Additionally, BIG-IP APM provides advanced client integrity checks, ensuring endpoint compliance with government security standards like the Host Based Security System (HBSS) and verifying the use of Government Furnished Equipment (GFE). This comprehensive approach enables agencies to safeguard against unauthorized access and improve endpoint security, a critical aspect of the C2C initiative 1.

The Identity Aware Proxy (IAP) is designed to reduce the need for VPNs by providing zero trust app access. It acts as a reverse proxy and may include browser extensions but is otherwise clientless. IAP allows you to control access at a granular level for all applications and supports both managed and unmanaged devices. This is not just about layer 7 ACLs, but a granular control that can be integrated with outside tools to grant or deny access based on context.

IAP also bridge modern and legacy authentication methods, supporting multi-factor authentication (MFA) and SSO for classic authentication (e.g., header-based), OAuth 2.0, SAML 2.0, and FIDO2 (U2F). It provides best-in-class per-app SSL, VPN, and zero trust app access, making it a single pane of glass for managing all apps.
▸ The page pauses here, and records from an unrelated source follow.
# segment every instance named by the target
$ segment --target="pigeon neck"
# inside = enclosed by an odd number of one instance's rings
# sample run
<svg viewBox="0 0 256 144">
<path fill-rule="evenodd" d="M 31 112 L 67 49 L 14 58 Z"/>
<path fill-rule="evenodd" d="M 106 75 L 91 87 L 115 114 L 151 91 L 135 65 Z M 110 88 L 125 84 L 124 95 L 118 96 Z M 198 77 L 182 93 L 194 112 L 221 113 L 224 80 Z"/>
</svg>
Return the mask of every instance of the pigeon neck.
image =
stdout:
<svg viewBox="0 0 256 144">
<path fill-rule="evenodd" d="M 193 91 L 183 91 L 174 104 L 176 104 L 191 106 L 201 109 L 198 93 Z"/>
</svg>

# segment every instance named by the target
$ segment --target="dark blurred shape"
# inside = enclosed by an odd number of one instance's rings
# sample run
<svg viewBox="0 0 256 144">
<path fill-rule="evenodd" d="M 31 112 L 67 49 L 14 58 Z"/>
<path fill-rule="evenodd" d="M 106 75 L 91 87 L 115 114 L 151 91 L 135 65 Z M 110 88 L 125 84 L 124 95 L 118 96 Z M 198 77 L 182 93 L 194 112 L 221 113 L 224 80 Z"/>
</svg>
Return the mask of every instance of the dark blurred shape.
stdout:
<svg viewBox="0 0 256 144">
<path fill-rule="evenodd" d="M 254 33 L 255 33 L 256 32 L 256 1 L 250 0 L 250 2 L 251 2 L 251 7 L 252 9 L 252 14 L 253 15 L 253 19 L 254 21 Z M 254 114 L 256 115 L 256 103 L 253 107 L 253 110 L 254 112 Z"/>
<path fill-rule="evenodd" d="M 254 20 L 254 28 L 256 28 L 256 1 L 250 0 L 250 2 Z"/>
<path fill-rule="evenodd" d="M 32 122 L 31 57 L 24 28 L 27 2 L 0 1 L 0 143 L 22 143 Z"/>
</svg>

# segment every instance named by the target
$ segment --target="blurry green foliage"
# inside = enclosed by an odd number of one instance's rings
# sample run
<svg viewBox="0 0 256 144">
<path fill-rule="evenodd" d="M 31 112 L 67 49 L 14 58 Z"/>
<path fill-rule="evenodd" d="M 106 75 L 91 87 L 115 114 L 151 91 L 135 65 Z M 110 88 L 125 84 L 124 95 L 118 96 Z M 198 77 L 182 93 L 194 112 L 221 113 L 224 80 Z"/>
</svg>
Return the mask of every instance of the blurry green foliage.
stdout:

The integration with Microsoft's compliance retrieval service (Microsoft Intune MDM) and support for Microsoft Graph API further enhance its capabilities.

2. Identity services and integration partnerships

Zero trust is rooted in identity verification, and F5 solutions seamlessly integrate with trusted providers like Microsoft, Okta, and Ping. This partnership strengthens identity services for mission-critical applications, SaaS platforms, and cloud-based services, delivering a unified and secure user experience. By bridging identity gaps across diverse environments, F5 ensures agencies maintain strong, scalable zero trust capabilities.

F5 BIG-IP integrates with leading mobile device management (MDM) and enterprise mobility management (EMM) solutions, including VMware Horizon ONE (AirWatch), Microsoft Intune, and IBM MaaS360.

For implementation, F5 provides APIs and configuration options that allow for detailed integration with these MDM platforms, ensuring that only compliant and managed devices can access corporate resources through the Identity Aware Proxy functionality. The F5 integration provides:

• Device posture assessments by checking device compliance status from the MDM solutions before granting access to resources
• Verification of mobile device registrations in real-time
• Enforcement of access policies provided by the MDM platforms
• End-to-end policy and management controls

When integrating with MDMs like AirWatch, MaaS360, or Intune, the edge client establishes a VPN connection with BIG-IP APM, and the endpoint management system manages and sends device details to BIG-IP APM.

3. Applications: Layer 7 security for mission-critical apps

With organizations managing hundreds of applications, application-layer security is more important than ever. F5 provides advanced Web Application Firewall (WAF) solutions that protect against a range of threats, including Layer 7 distributed denial-of-service (DDoS) attacks, API attacks, and credential-based exploits. Behavioral analytics are continuously applied to ensure apps remain healthy and secure, supporting agencies’ zero trust strategies by securing mission-critical and cloud-based applications alike.

4. Network infrastructure: Securing encrypted traffic

As SSL/TLS encryption becomes the standard, malicious actors frequently leverage it to mask their attacks. To address this, F5 offers SSL visibility solutions that decrypt/encrypt traffic, eliminate blind spots, and apply policy-based orchestration across the full security chain. By securing inbound and outbound encrypted traffic, F5 enables agencies to enhance visibility while preventing threats from bypassing security controls—aligning perfectly with the goals of C2C and zero trust.